Mohammed Emwazi is the British-accented masked man seen in several Islamic State videos executing the group’s hostages. Emwazi, a Kuwaiti-born Briton who earned the monicker Jihadi John, was the target of a U.S. airstrike on Raqaa, Syria, the Defense Department said in a statement.  

“We are assessing the results of tonight’s operation and will provide additional information as and where appropriate,” Peter Cook, the Pentagon spokesman, said late Thursday.

The BBC quoted an unnamed U.S. military source as saying there was a “high degree of certainty” Emwazi was killed in Thursday’s strike near Raqqa.

Emwazi can be seen in the videos showing the killings of Steven Sotloff and James Foley, the American journalists; Abdul-Rahman (Peter) Kassig, the U.S. aid worker; David Haines and Alan Henning, the British aid workers; Kenji Goto, a Japanese journalist, and other hostages released by the Islamic State as part of its chilling propaganda efforts.

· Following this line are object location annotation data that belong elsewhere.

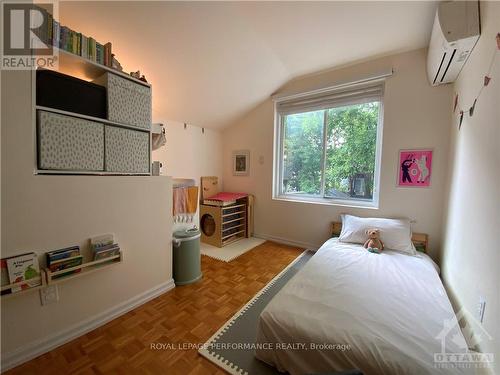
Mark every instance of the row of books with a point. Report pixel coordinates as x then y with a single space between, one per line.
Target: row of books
71 41
25 267
104 247
20 268
62 259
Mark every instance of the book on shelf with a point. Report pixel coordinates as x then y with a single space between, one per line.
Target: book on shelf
106 251
61 259
4 276
101 241
62 253
65 263
23 268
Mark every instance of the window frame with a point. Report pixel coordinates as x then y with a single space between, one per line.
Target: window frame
278 160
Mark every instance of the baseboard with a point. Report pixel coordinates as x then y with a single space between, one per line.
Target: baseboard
286 241
39 347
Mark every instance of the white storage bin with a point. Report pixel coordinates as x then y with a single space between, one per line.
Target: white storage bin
69 143
127 150
129 102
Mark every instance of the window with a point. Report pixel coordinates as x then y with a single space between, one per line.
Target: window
328 147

Speaking outside Downing Street on Friday, British Prime Minister David Cameron called the strike an “act of self-defense,” adding it was the “right thing to do.”

“We have been working with the United States literally around the clock to track him down,” Cameron said. “This was a combined effort, and the contribution of both our countries was essential. Emwazi is a barbaric murderer.”

Cameron added it was still uncertain whether Emwazi was killed, but said the strike “will demonstrate to those that would do Britain, our people and allies harm we have a long reach, we have unwavering determination and we never forget about our citizens.”

Emwazi is one of many Western-raised Muslims who joined the Islamic State, the group that now controls large parts of Syria and Iraq. As my colleague Adam Chandler reported in February:

While Emwazi was born in Kuwait, his middle-class background and academic success—he reportedly graduated from the University of Westminster with a degree in computer programming—position him within a seemingly counterintuitive frame for a foreign ISIS recruit. As Karen Tumulty notes on Twitter, “‘Jihadi John’ from an upscale family, as was Osama bin Laden. Both contradict thesis that radicalization about economic frustration.”


How Emwazi, 27, transitioned from a student in a Western capital to a force of malice in an Islamic terror group in the Middle East will be the subject of analysis and conjecture as Western governments continue to grapple with ISIS’s surprising ability to recruit on a global scale.